All’interno del recente reportage di Bloomberg sulla trasformazione di Siri in un chatbot con iOS 27, emerge un dettaglio rilevante sulla strategia cloud di Apple. Secondo Mark Gurman, Apple e Google starebbero discutendo la possibilità di far funzionare i modelli di nuova generazione di Siri direttamente sui server Google, e non su quelli Apple.
Con iOS 26.4, Apple è pronta a introdurre le prime nuove funzioni di Siri basate su modelli linguistici avanzati. In questo caso, i modelli girano sul Private Cloud Compute e utilizzano una generazione precedente di Gemini.
La versione di Siri prevista nel ciclo di iOS 27, descritta come un’esperienza chatbot, dovrebbe invece basarsi sui modelli Gemini 3, più recenti e più avanzati. Secondo quanto riportato, questi modelli richiederebbero server con prestazioni superiori rispetto a quelli attualmente disponibili nell’infrastruttura Private Cloud Compute di Apple.
Di conseguenza, le conversazioni degli utenti con la nuova Siri in versione chatbot verrebbero instradate sull’infrastruttura cloud di Google per ogni richiesta.
Questa ipotesi rappresenterebbe un cambiamento significativo rispetto alla visione presentata da Apple con Private Cloud Compute, pensata per estendere nel cloud la protezione dei dati personali presenti su iPhone.

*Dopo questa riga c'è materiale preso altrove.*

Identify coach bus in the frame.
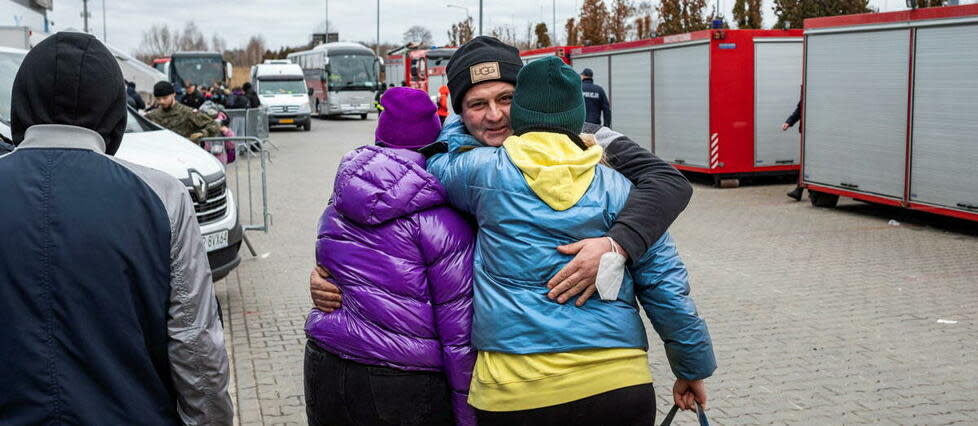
[288,43,381,119]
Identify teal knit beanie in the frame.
[509,56,586,135]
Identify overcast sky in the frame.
[50,0,978,52]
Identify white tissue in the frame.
[595,252,625,300]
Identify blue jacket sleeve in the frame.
[427,147,497,214]
[601,89,611,128]
[630,233,716,380]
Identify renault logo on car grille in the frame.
[190,171,207,204]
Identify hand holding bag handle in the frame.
[662,402,710,426]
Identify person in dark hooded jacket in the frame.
[0,32,232,425]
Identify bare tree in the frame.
[656,0,708,36]
[404,25,433,45]
[564,18,580,46]
[733,0,763,29]
[608,0,635,42]
[211,34,228,53]
[579,0,610,46]
[179,21,208,50]
[135,24,180,64]
[312,20,340,34]
[448,16,475,46]
[773,0,874,28]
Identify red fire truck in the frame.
[520,46,580,65]
[384,44,457,99]
[802,4,978,221]
[570,30,802,187]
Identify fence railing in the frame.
[201,107,274,256]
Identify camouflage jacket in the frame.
[146,103,221,142]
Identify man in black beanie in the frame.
[146,81,221,142]
[0,32,232,425]
[310,36,693,312]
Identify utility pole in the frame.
[82,0,92,33]
[376,0,380,56]
[102,0,109,43]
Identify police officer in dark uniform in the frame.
[581,68,611,128]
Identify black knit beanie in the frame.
[446,36,523,113]
[509,56,586,135]
[153,81,176,98]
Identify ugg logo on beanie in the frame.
[469,62,502,84]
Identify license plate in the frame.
[204,231,228,252]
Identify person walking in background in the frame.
[781,100,805,201]
[180,84,204,109]
[241,82,261,108]
[304,87,475,426]
[126,81,146,111]
[581,68,611,128]
[0,32,233,426]
[438,84,448,124]
[145,81,221,142]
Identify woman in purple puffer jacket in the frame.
[304,87,475,425]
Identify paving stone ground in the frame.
[216,116,978,425]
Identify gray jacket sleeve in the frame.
[167,181,233,425]
[115,159,233,425]
[584,123,693,262]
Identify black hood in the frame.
[10,32,127,155]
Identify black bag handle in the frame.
[662,402,710,426]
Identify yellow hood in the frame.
[503,132,603,211]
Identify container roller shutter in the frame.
[910,24,978,210]
[652,43,710,167]
[754,40,802,166]
[609,51,652,151]
[805,30,910,198]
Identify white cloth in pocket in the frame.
[595,238,625,300]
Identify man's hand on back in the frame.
[547,237,628,306]
[309,265,343,313]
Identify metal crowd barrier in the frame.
[224,105,278,149]
[201,107,274,256]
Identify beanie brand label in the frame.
[469,62,502,84]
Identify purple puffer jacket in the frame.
[306,146,476,425]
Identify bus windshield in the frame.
[170,54,224,87]
[258,80,306,95]
[329,54,378,90]
[0,52,24,124]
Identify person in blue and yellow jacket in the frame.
[428,58,716,426]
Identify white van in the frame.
[251,63,312,131]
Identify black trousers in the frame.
[477,383,655,426]
[303,341,455,426]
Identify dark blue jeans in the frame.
[303,340,455,426]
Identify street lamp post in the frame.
[82,0,92,33]
[376,0,380,56]
[445,4,471,19]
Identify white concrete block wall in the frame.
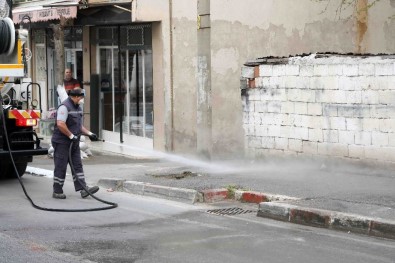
[242,55,395,162]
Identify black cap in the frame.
[68,89,85,97]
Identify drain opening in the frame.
[206,207,256,216]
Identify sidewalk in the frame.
[28,142,395,239]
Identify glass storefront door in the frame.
[98,26,153,143]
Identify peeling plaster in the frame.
[211,48,240,75]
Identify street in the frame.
[0,174,395,263]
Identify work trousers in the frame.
[52,141,86,193]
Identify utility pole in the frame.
[196,0,212,159]
[51,16,72,85]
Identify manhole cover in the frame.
[206,207,256,216]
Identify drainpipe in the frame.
[196,0,213,159]
[114,25,123,143]
[169,0,174,152]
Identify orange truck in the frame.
[0,14,48,178]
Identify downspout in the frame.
[169,0,174,152]
[114,25,123,143]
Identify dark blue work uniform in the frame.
[51,97,86,193]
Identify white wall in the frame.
[243,55,395,162]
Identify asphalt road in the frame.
[0,175,395,263]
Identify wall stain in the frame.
[355,0,369,53]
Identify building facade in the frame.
[10,0,395,159]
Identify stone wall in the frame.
[242,54,395,162]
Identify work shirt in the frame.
[52,97,83,143]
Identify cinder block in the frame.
[377,90,395,104]
[274,137,288,150]
[259,65,273,77]
[329,117,346,130]
[241,66,255,79]
[318,143,348,157]
[294,102,307,114]
[299,65,314,77]
[322,130,339,143]
[302,141,318,155]
[375,63,395,76]
[358,63,375,76]
[307,102,322,116]
[346,118,363,131]
[285,64,299,76]
[339,131,355,145]
[355,131,372,146]
[343,64,359,77]
[314,65,329,76]
[288,139,302,152]
[372,131,389,146]
[309,129,324,142]
[261,136,275,149]
[362,90,380,104]
[348,144,365,159]
[273,65,285,76]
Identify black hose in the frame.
[0,96,118,212]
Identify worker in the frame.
[51,87,99,199]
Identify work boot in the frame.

Quando Apple ha presentato Private Cloud Compute alla WWDC 2024, non aveva ancora previsto la necessità di ottenere una licenza per i modelli Gemini di Google. In questo contesto, non sorprende che alcuni aspetti della strategia AI dell’azienda siano ora in fase di revisione.
Pur volendo mantenere quanto più possibile l’elaborazione all’interno della propria infrastruttura, Apple sembra ora orientata verso soluzioni più pratiche. Secondo il report, sotto la guida dei nuovi responsabili di Siri, Craig Federighi e Mike Rockwell, l’azienda starebbe privilegiando l’obiettivo di portare rapidamente agli utenti funzionalità Siri più moderne.
Il report osserva anche che Apple in passato aveva ridimensionato l’idea stessa di un’interfaccia chatbot, salvo poi rivedere la propria posizione alla luce del successo di servizi come ChatGPT.
Bloomberg ricorda inoltre che, dietro le quinte, Apple si affida da tempo a fornitori cloud di terze parti. Ad esempio, parti di iCloud hanno utilizzato fin dall’inizio infrastrutture come Amazon Web Services e Google Cloud Platform, mentre Apple mantiene il controllo delle chiavi di cifratura.
Nel 2021, era stato riportato che Google Cloud ospitava circa 8 exabyte di contenuti iCloud. Un precedente che mostra come l’uso di infrastrutture esterne non sia del tutto estraneo alla strategia Apple.